Method: We introduce an algorithm-unfolding modeling paradigm—distinct from in-context learning—that formalizes how Transformers implicitly acquire algorithmic knowledge through experience-like training. Leveraging spectral analysis and Gaussian mixture model (GMM) theory, we provide constructive theoretical proofs that multi-layer Transformers can implement principal component analysis (PCA) and GMM-based clustering, without prompting or downstream fine-tuning.

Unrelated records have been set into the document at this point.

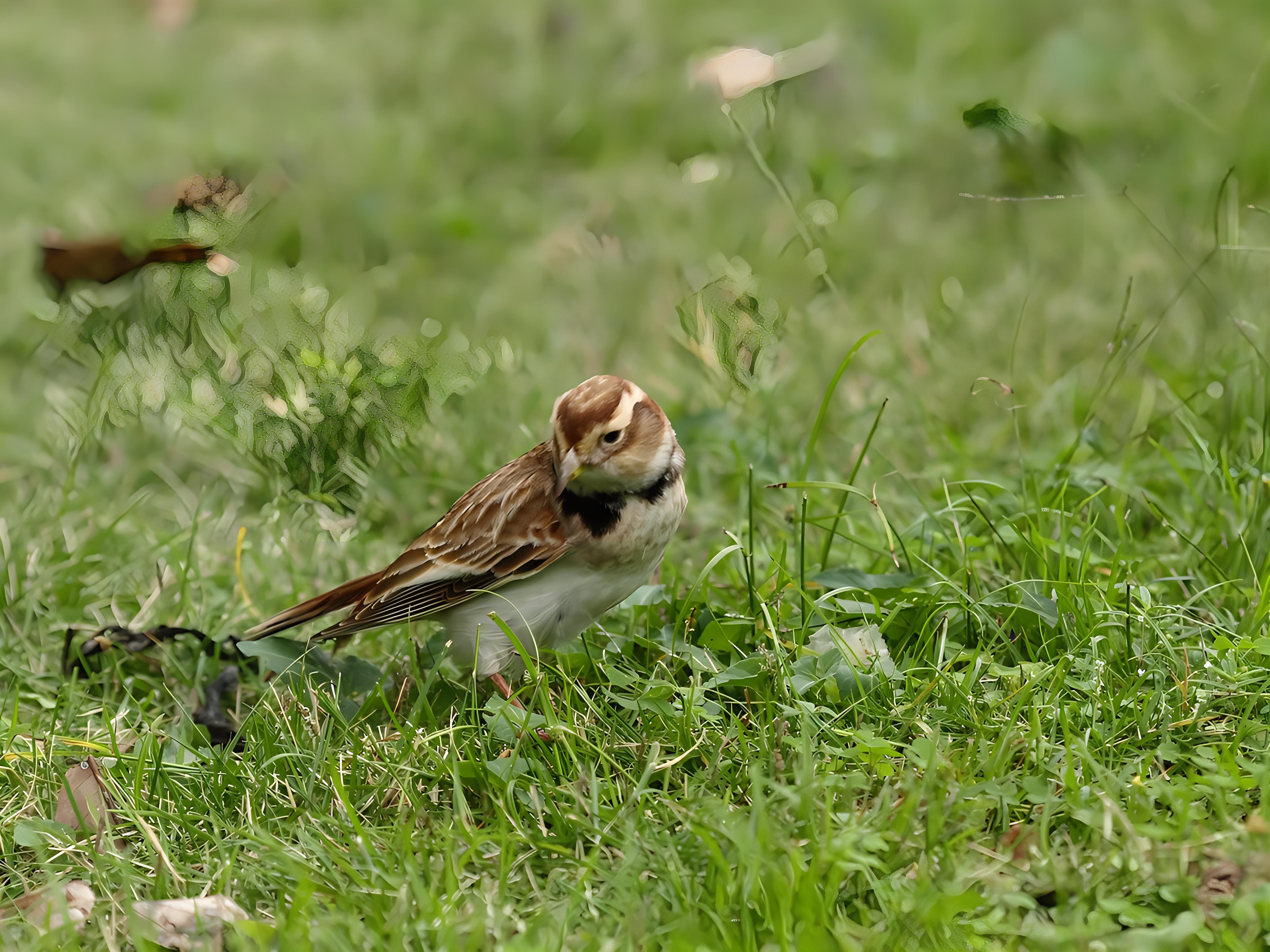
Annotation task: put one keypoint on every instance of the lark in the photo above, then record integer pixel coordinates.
(549, 543)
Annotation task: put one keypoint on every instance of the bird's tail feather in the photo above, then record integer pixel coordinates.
(342, 597)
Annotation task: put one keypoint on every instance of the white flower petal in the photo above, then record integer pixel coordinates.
(738, 72)
(221, 264)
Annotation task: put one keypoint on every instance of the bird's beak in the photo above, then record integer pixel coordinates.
(568, 470)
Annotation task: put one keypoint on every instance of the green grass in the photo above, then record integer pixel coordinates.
(1058, 527)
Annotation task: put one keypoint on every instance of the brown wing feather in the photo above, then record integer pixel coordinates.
(342, 597)
(502, 529)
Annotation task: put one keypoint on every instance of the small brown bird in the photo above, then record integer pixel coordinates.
(549, 543)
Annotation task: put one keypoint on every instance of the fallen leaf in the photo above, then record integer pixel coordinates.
(105, 259)
(197, 192)
(187, 924)
(46, 909)
(1220, 883)
(976, 389)
(171, 16)
(83, 800)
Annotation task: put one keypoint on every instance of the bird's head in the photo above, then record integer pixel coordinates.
(607, 436)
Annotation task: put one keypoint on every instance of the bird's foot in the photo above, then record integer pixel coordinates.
(500, 682)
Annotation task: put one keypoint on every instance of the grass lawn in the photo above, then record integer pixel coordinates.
(990, 673)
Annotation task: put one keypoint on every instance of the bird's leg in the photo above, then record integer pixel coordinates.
(500, 682)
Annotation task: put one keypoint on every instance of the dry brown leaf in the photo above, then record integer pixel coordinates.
(171, 16)
(187, 924)
(46, 911)
(1220, 883)
(91, 799)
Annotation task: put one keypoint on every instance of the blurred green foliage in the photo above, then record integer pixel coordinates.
(454, 214)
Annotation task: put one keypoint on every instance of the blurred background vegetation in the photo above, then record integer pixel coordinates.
(456, 213)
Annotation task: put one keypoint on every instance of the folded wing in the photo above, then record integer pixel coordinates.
(502, 530)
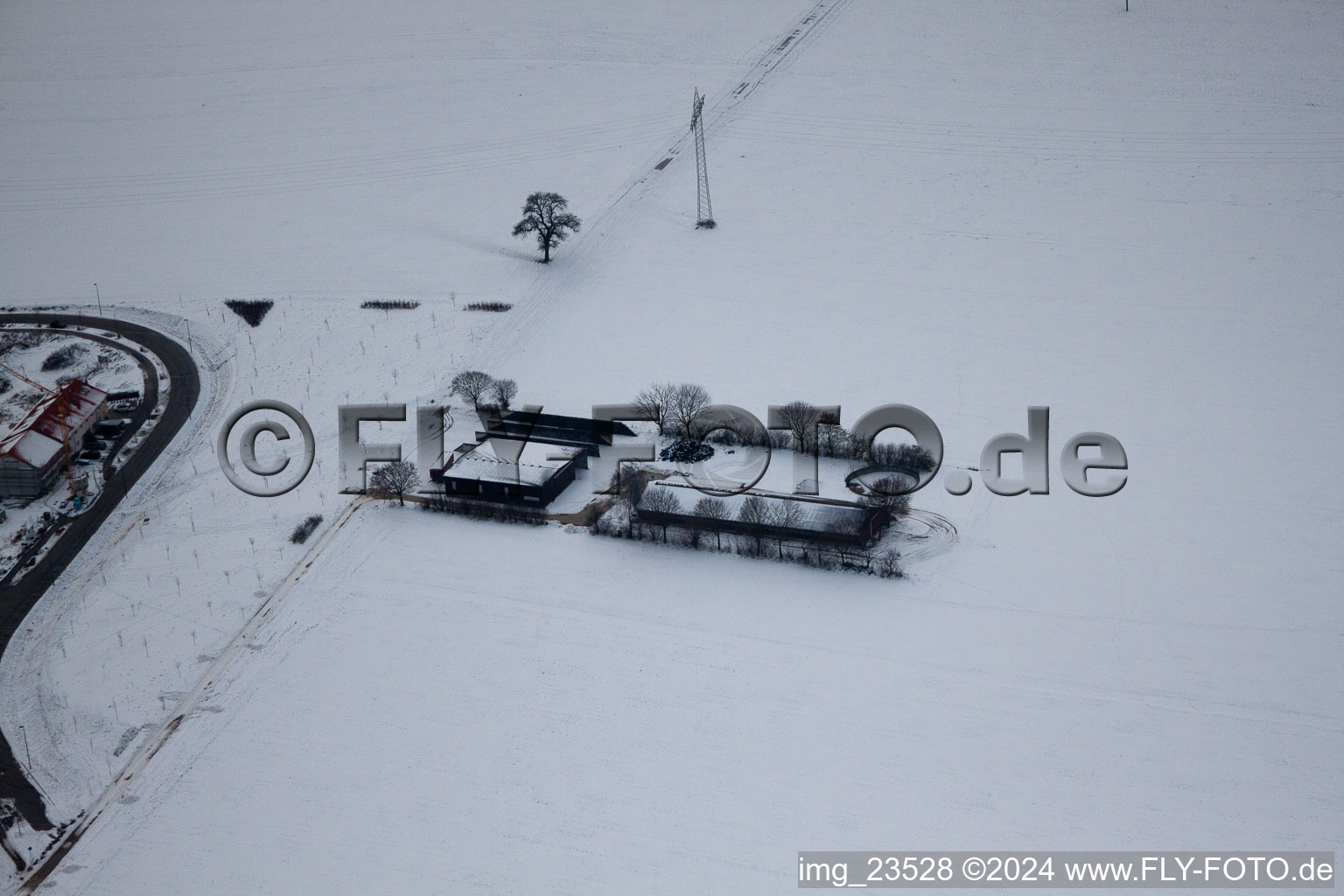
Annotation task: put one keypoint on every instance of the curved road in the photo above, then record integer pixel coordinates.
(19, 598)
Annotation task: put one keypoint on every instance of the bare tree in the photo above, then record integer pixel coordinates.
(787, 514)
(471, 386)
(689, 402)
(714, 512)
(654, 402)
(660, 500)
(544, 215)
(754, 514)
(503, 393)
(890, 497)
(802, 419)
(889, 564)
(394, 480)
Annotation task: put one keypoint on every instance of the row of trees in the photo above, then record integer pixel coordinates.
(757, 514)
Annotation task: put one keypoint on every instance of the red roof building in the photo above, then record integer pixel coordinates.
(35, 448)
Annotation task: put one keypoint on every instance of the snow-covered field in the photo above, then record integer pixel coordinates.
(965, 207)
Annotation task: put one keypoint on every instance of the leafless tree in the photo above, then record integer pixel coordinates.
(787, 514)
(714, 512)
(394, 480)
(832, 439)
(660, 500)
(544, 215)
(889, 564)
(754, 514)
(503, 393)
(689, 402)
(802, 419)
(654, 402)
(471, 386)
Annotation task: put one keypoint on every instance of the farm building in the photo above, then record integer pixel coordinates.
(579, 433)
(536, 479)
(35, 449)
(817, 522)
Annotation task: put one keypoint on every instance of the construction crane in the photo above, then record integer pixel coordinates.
(62, 407)
(32, 383)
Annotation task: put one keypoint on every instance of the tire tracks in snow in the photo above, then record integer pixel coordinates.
(190, 703)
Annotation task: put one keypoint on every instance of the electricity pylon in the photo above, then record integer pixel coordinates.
(704, 215)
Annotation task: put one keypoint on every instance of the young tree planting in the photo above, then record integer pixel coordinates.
(714, 512)
(756, 514)
(660, 500)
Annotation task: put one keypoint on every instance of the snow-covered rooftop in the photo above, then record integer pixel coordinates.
(534, 466)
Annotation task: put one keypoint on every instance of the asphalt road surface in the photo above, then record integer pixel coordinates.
(19, 598)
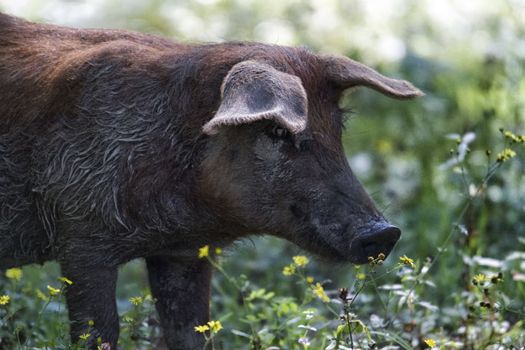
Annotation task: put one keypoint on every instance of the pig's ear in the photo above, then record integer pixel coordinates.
(347, 73)
(255, 91)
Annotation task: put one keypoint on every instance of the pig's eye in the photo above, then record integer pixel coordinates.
(278, 132)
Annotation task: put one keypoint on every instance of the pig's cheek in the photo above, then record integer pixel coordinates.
(270, 157)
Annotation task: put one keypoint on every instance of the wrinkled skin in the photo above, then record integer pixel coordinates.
(117, 145)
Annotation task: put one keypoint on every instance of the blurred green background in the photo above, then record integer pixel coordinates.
(467, 56)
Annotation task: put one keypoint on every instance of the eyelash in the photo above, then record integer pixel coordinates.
(278, 132)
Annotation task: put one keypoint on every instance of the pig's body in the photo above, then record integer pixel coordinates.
(117, 145)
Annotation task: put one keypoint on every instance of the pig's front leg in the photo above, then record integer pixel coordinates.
(91, 297)
(182, 291)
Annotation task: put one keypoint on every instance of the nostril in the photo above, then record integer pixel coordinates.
(388, 234)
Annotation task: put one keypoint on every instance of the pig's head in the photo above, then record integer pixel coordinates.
(274, 161)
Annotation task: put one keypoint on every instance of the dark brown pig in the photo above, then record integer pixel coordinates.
(117, 145)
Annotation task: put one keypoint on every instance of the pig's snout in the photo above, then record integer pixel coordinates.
(381, 238)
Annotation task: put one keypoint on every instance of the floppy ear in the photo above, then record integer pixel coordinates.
(348, 73)
(255, 91)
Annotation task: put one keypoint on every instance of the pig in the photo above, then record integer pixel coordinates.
(117, 145)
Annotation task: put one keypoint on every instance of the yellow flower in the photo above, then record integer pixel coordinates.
(14, 274)
(215, 326)
(430, 342)
(289, 270)
(65, 280)
(53, 291)
(300, 260)
(505, 155)
(136, 300)
(4, 299)
(479, 278)
(84, 336)
(204, 251)
(320, 293)
(202, 329)
(407, 261)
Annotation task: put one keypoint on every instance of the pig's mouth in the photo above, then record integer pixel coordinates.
(379, 240)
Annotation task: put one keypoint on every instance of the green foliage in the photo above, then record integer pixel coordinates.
(438, 166)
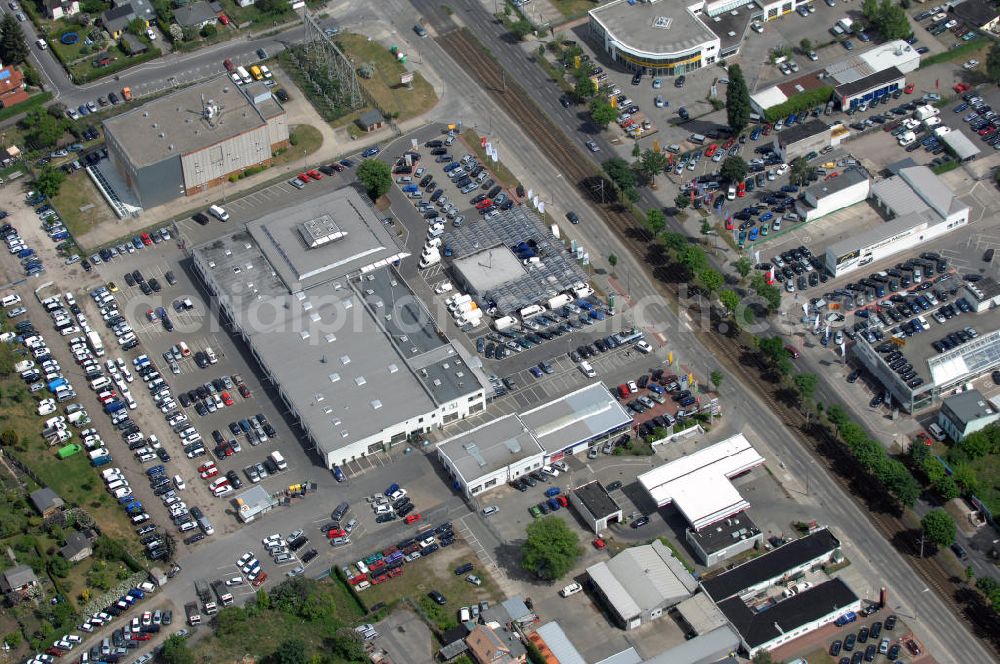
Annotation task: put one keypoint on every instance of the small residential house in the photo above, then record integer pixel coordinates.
(12, 90)
(18, 582)
(117, 19)
(46, 501)
(77, 547)
(55, 9)
(195, 15)
(370, 121)
(495, 646)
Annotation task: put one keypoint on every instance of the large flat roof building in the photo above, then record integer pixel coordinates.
(193, 138)
(513, 445)
(655, 37)
(920, 206)
(355, 355)
(698, 484)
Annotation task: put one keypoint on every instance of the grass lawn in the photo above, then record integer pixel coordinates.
(435, 573)
(574, 8)
(306, 140)
(384, 87)
(273, 627)
(79, 192)
(974, 48)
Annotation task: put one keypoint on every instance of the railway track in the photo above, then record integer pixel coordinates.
(466, 50)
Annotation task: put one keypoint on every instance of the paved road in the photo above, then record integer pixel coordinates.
(945, 634)
(175, 69)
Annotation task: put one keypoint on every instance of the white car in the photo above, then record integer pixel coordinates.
(571, 589)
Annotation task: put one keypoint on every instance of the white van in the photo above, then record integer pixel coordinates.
(218, 212)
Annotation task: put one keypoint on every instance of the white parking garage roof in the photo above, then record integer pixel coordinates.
(698, 484)
(652, 28)
(576, 417)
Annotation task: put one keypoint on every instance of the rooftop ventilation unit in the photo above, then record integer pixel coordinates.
(321, 230)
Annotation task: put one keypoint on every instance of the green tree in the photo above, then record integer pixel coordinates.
(13, 48)
(602, 113)
(292, 651)
(993, 66)
(800, 171)
(939, 528)
(737, 100)
(49, 180)
(656, 221)
(520, 29)
(734, 169)
(376, 176)
(651, 164)
(730, 300)
(620, 173)
(716, 377)
(551, 549)
(584, 88)
(711, 280)
(806, 383)
(347, 645)
(175, 651)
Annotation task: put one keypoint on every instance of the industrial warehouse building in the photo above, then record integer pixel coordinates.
(875, 73)
(921, 207)
(639, 584)
(826, 196)
(595, 506)
(354, 354)
(508, 447)
(698, 486)
(193, 139)
(762, 613)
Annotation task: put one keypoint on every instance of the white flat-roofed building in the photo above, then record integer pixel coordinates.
(356, 357)
(659, 38)
(921, 208)
(698, 484)
(491, 455)
(516, 444)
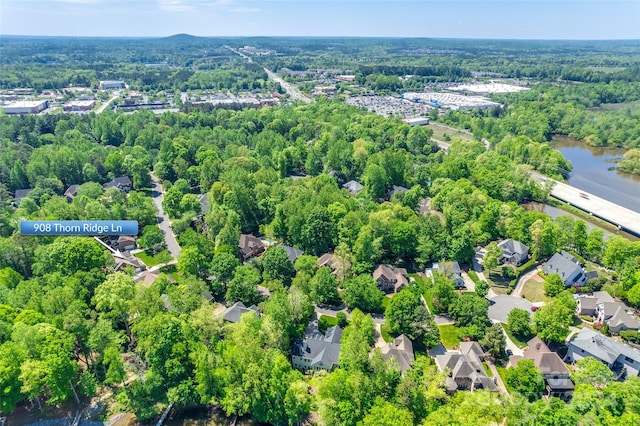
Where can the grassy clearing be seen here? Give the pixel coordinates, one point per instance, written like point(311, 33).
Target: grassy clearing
point(440, 130)
point(449, 336)
point(520, 341)
point(533, 291)
point(501, 291)
point(330, 321)
point(163, 257)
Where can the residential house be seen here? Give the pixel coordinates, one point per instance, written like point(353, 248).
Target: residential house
point(395, 189)
point(513, 251)
point(204, 203)
point(402, 350)
point(567, 267)
point(234, 312)
point(617, 316)
point(622, 359)
point(353, 187)
point(19, 195)
point(123, 260)
point(450, 270)
point(587, 304)
point(466, 369)
point(389, 278)
point(292, 252)
point(250, 246)
point(316, 351)
point(123, 183)
point(71, 192)
point(126, 242)
point(555, 372)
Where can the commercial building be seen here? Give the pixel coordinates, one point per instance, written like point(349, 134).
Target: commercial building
point(80, 105)
point(26, 107)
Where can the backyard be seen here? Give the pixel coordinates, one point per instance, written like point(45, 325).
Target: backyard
point(533, 290)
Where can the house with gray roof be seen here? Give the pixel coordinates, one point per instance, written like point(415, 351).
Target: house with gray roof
point(316, 351)
point(402, 350)
point(567, 267)
point(389, 278)
point(587, 304)
point(554, 370)
point(250, 246)
point(622, 359)
point(353, 187)
point(465, 368)
point(234, 313)
point(292, 252)
point(617, 316)
point(513, 252)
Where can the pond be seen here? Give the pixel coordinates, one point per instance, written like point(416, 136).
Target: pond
point(593, 172)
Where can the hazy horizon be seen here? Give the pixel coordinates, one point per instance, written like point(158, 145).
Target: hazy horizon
point(590, 20)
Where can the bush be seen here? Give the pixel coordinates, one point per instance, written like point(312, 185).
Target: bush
point(342, 319)
point(508, 272)
point(323, 324)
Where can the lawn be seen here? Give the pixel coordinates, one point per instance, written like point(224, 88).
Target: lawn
point(519, 340)
point(500, 290)
point(163, 257)
point(429, 299)
point(385, 333)
point(449, 336)
point(439, 131)
point(473, 276)
point(533, 291)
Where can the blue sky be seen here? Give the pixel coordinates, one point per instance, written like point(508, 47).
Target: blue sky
point(510, 19)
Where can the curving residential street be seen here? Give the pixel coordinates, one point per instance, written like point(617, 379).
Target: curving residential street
point(157, 192)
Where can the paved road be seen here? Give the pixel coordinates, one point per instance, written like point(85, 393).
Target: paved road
point(622, 217)
point(292, 91)
point(157, 192)
point(377, 318)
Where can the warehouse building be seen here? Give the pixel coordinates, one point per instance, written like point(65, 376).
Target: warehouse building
point(26, 107)
point(112, 84)
point(82, 105)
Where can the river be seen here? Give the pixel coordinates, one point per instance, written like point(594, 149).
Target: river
point(591, 172)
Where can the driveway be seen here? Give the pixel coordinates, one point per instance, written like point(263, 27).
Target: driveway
point(517, 291)
point(502, 305)
point(157, 192)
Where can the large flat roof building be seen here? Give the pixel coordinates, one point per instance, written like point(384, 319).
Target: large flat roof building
point(112, 84)
point(26, 107)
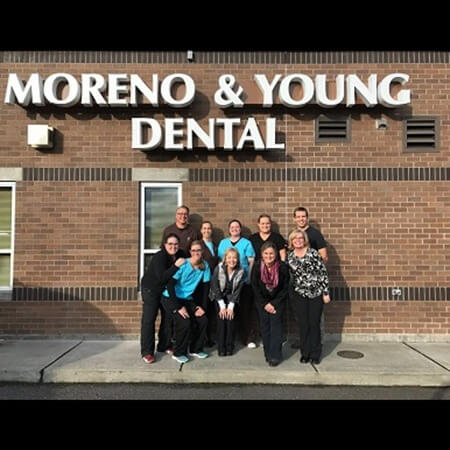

Contribution/Results: We establish, for the first time, a provable correspondence between the Transformer architecture and classical spectral methods. Our analysis yields convergence guarantees, and empirical evaluation on both synthetic and real-world datasets demonstrates performance approaching statistical optimality. The work reveals an intrinsic algorithm-learning mechanism within Transformers, bridging architectural design and principled unsupervised algorithm discovery.
📝 Abstract
Transformers demonstrate significant advantages as the building block of modern LLMs. In this work, we study the capacities of Transformers in performing unsupervised learning. We show that multi-layered Transformers, given a sufficiently large set of pre-training instances, are able to learn the algorithms themselves and perform statistical estimation tasks given new instances. This learning paradigm is distinct from the in-context learning setup and is similar to the learning procedure of human brains where skills are learned through past experience. Theoretically, we prove that pre-trained Transformers can learn the spectral methods and use the classification of bi-class Gaussian mixture model as an example. Our proof is constructive using algorithmic design techniques. Our results are built upon the similarities of multi-layered Transformer architecture with the iterative recovery algorithms used in practice. Empirically, we verify the strong capacity of the multi-layered (pre-trained) Transformer on unsupervised learning through the lens of both the PCA and the Clustering tasks performed on the synthetic and real-world datasets.